Muziek hoeft niet politiek interessant te zijn om maatschappelijk relevant te zijn. In de sixties, vaak gezien als hét decennium dat kunst politiek werd in plaats van ‘zomaar’ kunst, was muziek zo belangrijk dat het alles ontsteeg en de politiek als een marginaal insect verpletterde. De hele wereld is veranderd door die ‘zomaarmuziek’ die aan de basis stond van de naoorlogse tegencultuur – simpelweg doordat ze er meer toe deed dan de heersende sociaalpolitieke mores waartoe documentaires als Summer of Soul onze cultuur proberen te reduceren.

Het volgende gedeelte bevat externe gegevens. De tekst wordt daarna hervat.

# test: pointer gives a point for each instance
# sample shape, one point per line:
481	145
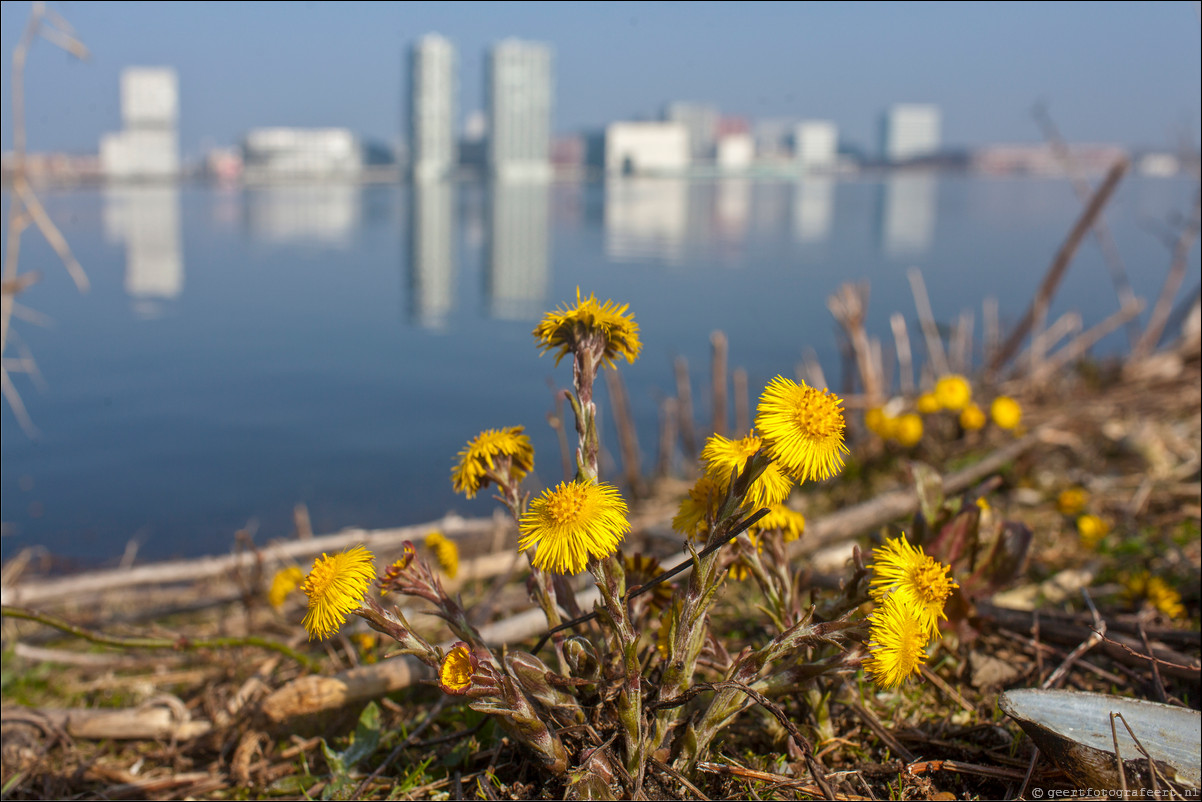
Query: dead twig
1037	310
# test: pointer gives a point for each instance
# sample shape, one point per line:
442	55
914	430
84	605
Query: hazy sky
1124	72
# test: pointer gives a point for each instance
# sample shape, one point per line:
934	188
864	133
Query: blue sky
1128	72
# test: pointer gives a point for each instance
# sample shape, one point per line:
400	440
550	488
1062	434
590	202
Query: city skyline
985	66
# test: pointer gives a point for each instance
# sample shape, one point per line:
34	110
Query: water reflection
908	213
146	220
646	219
325	214
732	208
813	209
518	249
432	253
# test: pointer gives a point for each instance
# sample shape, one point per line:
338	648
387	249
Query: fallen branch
84	586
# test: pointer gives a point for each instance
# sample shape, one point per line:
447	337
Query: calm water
244	350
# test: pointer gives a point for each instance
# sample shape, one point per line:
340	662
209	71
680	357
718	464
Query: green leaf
367	737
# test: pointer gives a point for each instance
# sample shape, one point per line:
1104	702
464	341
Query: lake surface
243	350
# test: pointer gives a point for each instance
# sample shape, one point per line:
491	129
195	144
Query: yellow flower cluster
906	428
954	394
910	589
802	428
446	552
335	587
571	523
567	328
1158	593
458	665
1072	500
789	522
477	459
724	457
1093	530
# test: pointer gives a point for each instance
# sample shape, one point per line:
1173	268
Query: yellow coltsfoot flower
908	429
458	665
478	458
1072	500
802	428
1156	592
973	417
897	642
335	587
723	457
572	522
589	324
1092	530
1006	413
921	582
953	392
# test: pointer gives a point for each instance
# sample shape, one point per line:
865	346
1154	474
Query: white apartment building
433	104
148	144
701	122
519	90
910	131
816	146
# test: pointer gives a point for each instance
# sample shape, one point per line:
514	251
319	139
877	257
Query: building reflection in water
732	208
518	272
646	219
432	253
813	208
319	213
908	213
146	220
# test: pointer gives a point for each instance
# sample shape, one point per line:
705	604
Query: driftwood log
82	587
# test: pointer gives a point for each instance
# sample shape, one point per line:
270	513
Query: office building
518	84
433	102
634	148
816	146
910	131
308	154
735	152
148	144
701	122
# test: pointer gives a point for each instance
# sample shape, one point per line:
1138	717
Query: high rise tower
433	91
910	131
148	144
518	84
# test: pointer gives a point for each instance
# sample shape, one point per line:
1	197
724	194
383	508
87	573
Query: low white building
275	154
736	152
816	146
641	148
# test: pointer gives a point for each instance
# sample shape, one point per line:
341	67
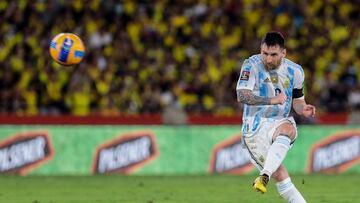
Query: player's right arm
245	87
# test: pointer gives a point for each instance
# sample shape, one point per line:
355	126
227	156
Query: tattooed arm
247	97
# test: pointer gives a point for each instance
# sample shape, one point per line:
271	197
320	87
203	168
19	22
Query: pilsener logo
230	157
22	152
125	153
336	153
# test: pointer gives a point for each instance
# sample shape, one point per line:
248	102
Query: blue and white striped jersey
265	83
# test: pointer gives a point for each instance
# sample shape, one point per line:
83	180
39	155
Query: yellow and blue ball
67	49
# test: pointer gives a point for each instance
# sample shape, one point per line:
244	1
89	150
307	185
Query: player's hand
309	110
279	99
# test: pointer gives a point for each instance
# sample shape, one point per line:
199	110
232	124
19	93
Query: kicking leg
282	138
285	187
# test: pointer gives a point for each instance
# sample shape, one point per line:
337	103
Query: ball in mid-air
67	49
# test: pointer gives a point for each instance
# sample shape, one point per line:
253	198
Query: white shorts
259	142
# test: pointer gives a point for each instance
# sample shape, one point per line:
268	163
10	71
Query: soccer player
269	84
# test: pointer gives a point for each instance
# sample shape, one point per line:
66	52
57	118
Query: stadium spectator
137	51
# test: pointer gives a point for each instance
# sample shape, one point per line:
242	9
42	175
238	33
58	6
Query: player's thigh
280	174
287	129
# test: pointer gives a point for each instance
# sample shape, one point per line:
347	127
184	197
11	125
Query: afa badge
245	75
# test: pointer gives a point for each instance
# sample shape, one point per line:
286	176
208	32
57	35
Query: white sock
276	154
288	191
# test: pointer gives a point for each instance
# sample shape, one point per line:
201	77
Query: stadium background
166	71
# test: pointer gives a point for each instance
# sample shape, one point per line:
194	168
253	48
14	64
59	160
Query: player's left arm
302	108
299	104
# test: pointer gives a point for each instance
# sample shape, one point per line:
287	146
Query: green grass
170	189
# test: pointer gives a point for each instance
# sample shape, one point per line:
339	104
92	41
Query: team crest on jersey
267	80
245	75
274	77
286	83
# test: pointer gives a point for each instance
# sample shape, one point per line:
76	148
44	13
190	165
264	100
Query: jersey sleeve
247	77
298	91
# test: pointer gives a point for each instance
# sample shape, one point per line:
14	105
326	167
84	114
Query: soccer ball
67	49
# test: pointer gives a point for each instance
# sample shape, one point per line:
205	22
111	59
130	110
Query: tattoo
247	97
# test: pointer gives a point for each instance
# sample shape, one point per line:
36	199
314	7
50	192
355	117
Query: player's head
272	49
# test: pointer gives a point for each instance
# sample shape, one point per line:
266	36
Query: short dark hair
274	38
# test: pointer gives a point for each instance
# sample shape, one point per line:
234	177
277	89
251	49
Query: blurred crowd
145	56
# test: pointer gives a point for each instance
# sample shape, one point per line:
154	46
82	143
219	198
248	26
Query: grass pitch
170	189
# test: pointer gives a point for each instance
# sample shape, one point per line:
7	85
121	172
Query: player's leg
285	187
282	138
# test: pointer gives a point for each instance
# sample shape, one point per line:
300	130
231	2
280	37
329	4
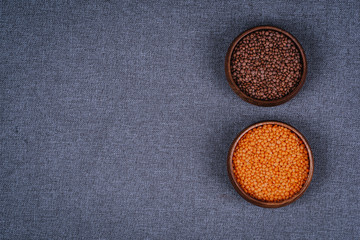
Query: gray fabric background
116	119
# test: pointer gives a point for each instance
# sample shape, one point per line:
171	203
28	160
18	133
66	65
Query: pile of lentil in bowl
266	65
271	163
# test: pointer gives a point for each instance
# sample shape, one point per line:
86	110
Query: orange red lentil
271	163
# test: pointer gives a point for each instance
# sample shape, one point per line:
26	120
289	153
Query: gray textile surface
116	119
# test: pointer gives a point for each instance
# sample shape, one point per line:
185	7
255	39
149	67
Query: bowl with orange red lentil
270	164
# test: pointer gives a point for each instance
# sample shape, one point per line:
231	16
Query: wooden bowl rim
241	94
246	196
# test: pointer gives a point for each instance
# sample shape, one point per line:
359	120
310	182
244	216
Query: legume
271	163
266	65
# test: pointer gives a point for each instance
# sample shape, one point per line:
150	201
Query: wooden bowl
241	94
249	198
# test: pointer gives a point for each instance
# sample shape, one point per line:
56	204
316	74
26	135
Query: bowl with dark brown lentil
270	164
265	66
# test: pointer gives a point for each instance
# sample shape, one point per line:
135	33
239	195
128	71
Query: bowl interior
241	94
255	201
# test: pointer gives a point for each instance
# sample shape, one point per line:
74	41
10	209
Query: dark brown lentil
266	65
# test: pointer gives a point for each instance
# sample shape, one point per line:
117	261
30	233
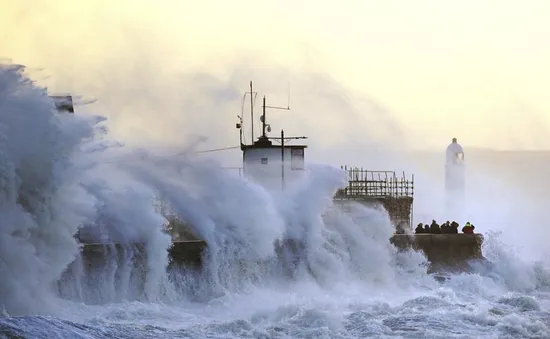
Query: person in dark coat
434	228
454	227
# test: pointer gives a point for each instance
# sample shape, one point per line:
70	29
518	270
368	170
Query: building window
297	159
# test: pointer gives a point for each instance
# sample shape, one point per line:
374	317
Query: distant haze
421	71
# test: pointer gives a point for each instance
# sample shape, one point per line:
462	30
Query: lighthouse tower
270	160
455	181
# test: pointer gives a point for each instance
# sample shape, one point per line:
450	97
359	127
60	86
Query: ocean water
62	171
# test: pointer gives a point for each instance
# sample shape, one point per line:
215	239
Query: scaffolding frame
394	192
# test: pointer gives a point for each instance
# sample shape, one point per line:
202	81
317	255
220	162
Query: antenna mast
252	111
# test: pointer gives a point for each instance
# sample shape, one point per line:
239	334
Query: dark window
297	158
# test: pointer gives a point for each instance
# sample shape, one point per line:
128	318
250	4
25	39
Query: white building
273	165
455	181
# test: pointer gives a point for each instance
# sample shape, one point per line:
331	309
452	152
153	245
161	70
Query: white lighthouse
271	161
455	181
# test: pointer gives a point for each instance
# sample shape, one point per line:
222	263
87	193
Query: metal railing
376	184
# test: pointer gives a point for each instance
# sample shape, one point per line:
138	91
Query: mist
178	84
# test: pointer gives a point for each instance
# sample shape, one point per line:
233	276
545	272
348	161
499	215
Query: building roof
266	143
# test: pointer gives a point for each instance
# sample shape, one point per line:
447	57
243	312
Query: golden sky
420	71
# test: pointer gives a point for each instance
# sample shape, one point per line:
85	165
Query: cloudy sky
400	73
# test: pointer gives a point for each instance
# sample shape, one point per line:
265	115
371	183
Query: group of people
446	228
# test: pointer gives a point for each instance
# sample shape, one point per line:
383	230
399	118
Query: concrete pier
445	252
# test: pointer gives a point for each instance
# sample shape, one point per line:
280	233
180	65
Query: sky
380	74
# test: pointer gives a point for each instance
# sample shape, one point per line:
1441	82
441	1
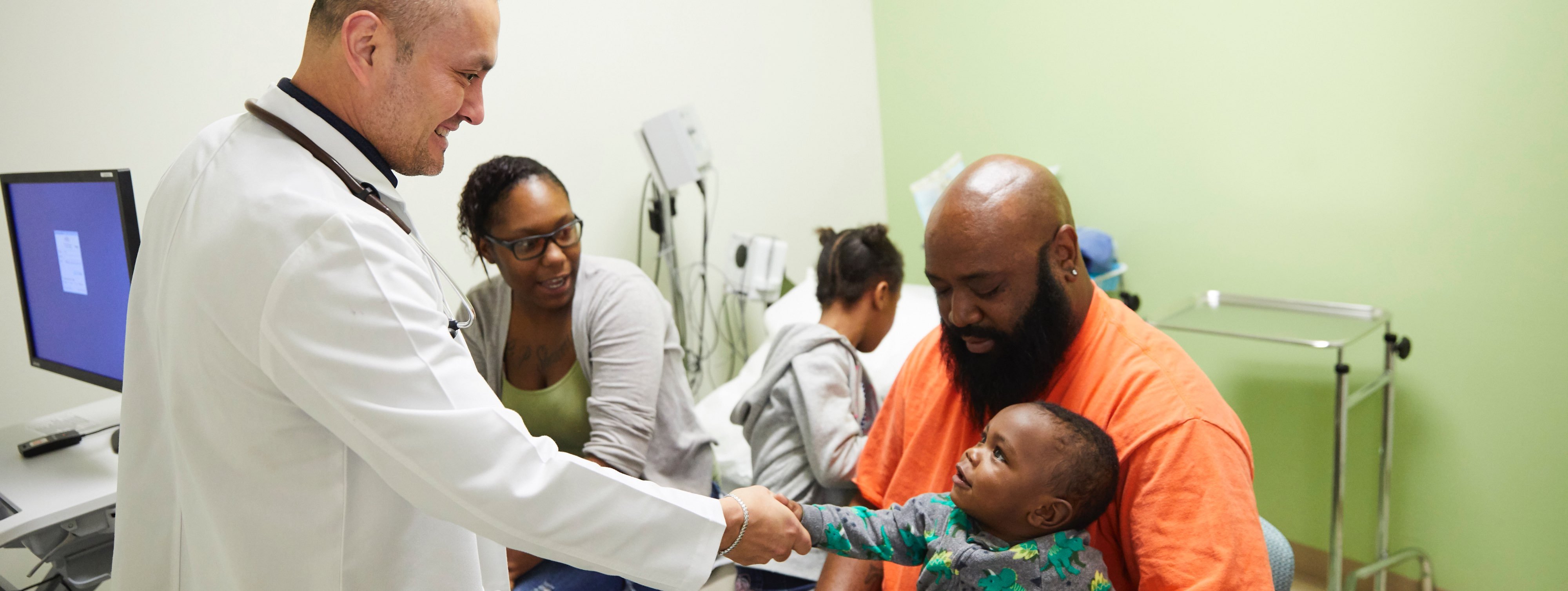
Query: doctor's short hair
490	184
408	20
1089	474
854	261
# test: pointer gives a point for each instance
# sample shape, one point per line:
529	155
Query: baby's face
1006	477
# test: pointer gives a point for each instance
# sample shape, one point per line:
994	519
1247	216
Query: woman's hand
772	532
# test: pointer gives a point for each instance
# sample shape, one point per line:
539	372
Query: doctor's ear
360	40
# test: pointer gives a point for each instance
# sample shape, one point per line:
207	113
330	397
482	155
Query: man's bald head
1011	283
1004	195
410	18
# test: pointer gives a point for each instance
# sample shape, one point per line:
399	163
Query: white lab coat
299	418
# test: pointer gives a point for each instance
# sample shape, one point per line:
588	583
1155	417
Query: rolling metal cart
1324	325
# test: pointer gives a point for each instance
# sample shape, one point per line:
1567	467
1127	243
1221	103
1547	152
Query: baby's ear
1053	515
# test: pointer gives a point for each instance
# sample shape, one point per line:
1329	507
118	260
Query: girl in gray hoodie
808	416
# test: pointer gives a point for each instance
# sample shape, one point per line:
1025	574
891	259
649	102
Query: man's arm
1194	477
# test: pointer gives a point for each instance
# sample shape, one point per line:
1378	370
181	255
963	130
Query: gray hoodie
807	421
808	415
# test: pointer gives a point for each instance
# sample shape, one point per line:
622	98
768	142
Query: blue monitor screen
76	281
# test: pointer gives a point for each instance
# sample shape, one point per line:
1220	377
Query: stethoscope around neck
369	195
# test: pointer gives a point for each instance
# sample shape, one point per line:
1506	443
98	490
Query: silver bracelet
746	520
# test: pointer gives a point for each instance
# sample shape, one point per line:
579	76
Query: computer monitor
74	241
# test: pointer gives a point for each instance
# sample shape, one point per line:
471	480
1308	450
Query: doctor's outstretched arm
355	335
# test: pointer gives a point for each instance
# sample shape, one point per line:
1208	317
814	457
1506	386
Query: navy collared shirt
341	126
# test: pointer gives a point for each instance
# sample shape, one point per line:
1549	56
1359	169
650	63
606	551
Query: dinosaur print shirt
938	537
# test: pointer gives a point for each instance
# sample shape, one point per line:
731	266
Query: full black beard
1022	364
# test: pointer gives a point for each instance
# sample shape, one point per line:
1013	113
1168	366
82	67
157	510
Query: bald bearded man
1022	321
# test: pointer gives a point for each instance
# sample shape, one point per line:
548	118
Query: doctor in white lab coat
297	413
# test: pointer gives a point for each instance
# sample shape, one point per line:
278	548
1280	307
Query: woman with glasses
583	347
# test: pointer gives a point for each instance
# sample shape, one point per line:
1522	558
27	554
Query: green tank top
559	412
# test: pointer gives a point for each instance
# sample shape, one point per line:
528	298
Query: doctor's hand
772	532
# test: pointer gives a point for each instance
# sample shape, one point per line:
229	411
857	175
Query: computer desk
64	491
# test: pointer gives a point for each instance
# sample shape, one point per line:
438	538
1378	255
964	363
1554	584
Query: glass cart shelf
1323	325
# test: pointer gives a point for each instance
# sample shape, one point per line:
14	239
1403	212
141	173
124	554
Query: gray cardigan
641	410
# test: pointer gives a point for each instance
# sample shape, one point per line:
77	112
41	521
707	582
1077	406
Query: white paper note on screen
73	277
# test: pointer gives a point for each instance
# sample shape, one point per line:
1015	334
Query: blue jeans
553	576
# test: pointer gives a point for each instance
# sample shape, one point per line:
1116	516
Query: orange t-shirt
1185	515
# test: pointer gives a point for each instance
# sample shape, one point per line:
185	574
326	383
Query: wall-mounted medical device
677	148
678	154
755	266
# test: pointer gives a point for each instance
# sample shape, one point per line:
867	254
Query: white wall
788	93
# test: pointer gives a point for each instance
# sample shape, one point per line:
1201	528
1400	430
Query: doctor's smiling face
412	73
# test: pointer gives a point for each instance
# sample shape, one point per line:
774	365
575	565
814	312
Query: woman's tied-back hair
488	186
855	261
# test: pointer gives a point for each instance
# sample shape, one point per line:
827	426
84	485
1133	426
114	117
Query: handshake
772	528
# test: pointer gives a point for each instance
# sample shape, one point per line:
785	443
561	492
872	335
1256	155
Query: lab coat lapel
319	131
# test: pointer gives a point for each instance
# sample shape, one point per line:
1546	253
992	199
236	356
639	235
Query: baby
1015	520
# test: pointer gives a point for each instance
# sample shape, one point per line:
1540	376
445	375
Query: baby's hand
793	506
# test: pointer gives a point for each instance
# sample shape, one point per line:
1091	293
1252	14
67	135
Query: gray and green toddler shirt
938	537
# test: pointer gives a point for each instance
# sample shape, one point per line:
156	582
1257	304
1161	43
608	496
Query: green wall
1404	154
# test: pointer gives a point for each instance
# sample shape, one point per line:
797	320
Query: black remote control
49	443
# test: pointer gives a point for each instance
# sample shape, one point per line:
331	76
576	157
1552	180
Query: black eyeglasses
529	248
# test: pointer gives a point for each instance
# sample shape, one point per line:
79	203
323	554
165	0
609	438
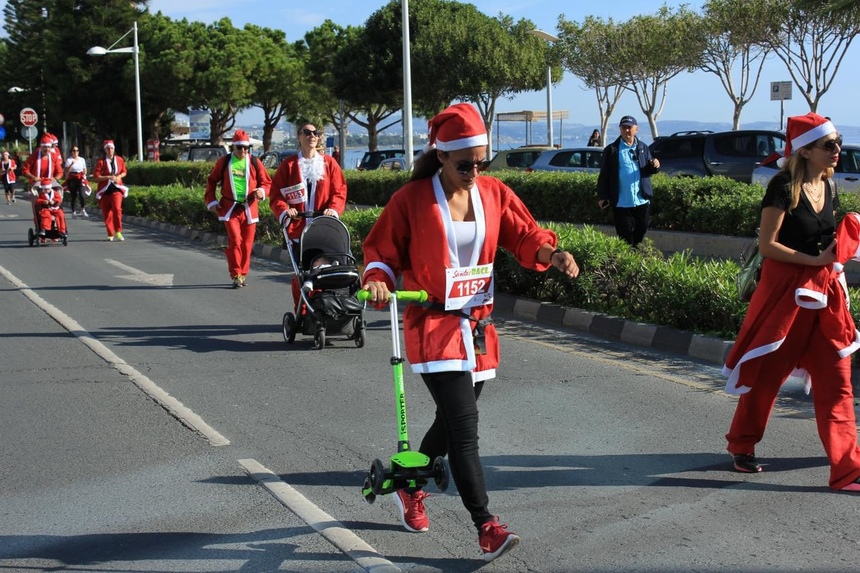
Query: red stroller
47	198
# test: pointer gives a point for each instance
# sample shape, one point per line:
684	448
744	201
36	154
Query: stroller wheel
319	339
289	324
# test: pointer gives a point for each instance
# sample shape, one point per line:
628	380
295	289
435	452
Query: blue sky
698	96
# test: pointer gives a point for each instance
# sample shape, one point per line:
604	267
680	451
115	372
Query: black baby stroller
329	279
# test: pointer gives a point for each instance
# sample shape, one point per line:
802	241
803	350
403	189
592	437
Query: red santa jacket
256	177
414	238
104	167
290	190
783	290
41	166
49	198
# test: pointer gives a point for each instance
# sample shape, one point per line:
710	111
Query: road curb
705	348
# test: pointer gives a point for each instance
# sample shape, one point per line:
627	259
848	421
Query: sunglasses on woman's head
831	144
466	167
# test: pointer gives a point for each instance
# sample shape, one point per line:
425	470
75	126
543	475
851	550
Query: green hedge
636	284
714	205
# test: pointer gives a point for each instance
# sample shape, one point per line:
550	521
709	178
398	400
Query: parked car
847	175
209	153
583	159
372	159
517	159
393	164
272	159
734	154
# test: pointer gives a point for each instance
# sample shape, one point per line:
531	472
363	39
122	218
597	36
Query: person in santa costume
244	183
108	175
7	172
43	164
48	206
307	181
439	233
798	320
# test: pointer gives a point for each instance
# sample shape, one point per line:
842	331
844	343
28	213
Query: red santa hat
240	137
460	126
801	130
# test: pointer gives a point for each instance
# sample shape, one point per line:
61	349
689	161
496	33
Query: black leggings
632	222
76	191
455	432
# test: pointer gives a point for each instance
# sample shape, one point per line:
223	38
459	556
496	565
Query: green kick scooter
407	466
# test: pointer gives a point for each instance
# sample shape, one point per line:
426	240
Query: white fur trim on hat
464	143
813	134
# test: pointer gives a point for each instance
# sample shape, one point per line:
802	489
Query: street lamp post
552	39
135	50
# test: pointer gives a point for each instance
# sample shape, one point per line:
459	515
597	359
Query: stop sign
29	117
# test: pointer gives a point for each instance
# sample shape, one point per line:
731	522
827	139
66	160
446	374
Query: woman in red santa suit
43	164
446	223
108	174
798	320
244	183
307	181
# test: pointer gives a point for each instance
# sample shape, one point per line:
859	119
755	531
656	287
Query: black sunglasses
466	167
831	144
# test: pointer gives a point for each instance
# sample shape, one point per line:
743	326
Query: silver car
583	159
847	174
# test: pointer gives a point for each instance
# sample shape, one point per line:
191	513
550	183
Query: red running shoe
412	514
495	539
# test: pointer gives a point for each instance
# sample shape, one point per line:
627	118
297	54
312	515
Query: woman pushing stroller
457	220
307	181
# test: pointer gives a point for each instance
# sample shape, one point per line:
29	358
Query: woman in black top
798	317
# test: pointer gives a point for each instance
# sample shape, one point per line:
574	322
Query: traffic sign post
780	91
29	117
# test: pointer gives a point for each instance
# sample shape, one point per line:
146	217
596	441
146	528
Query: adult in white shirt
75	173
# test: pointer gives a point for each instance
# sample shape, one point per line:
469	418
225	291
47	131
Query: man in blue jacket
624	182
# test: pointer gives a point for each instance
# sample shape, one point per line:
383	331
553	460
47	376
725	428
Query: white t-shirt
78	165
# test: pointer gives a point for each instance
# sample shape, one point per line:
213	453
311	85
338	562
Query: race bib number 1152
467	287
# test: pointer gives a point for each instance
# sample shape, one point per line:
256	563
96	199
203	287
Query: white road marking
348	542
150	388
140	276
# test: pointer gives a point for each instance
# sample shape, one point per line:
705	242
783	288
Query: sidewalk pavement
706	348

De kracht van zomaarmuziek

Het absolute hoogtepunt van die sixties was Woodstock, het muziekfestival dat, net als dat in Harlem, plaatshad in 1969. De film Woodstock, uit 1970, wordt momenteel massaal vergeleken met Summer of Soul, in negatieve zin: eerstgenoemde is gereduceerd tot ‘voetnoot’ door die laatste, aldus de Britse krant The Guardian. Met muziek heeft dat niets te maken, want de beste act in Harlem, Sly and the Family Stone, stond ook op Woodstock, bovendien in betere vorm. Nee, het verschil zit hem in het onderliggende verhaal van zwarte emancipatie, de politieke lading.

Woodstock was inderdaad zomaarmuziek, maar dat was juist de kracht. Vergeet al die sociale duiding. De muziek en de jonge mensen in het publiek spraken voor zich, want hun energie en optimisme hadden zo’n onvermijdelijke kracht dat niemand eromheen kon. De ‘tegencultuur’ werd een wereldwijd fenomeen. Summer of Soul gaat evengoed over een prachtige cultuurgeschiedenis, maar verwart maatschappelijke en politieke relevantie. Door alles te politiseren maakt regisseur Questlove het Harlem Festival niet groter dan het was, maar oneindig veel kleiner.

Vergeet nou eens de politiek. Cultuur, dat is Jimi Hendrix’ volkslied, dat ontspoort in het geluid van vallende bommen op Vietnam. Muziek is een kracht op zich, die we moeten beschermen tegen M en dertien-in-een-dozijn-salonpolitiek. Politiek is een middel, muziek een doel op zich. Laten we die twee niet omdraaien.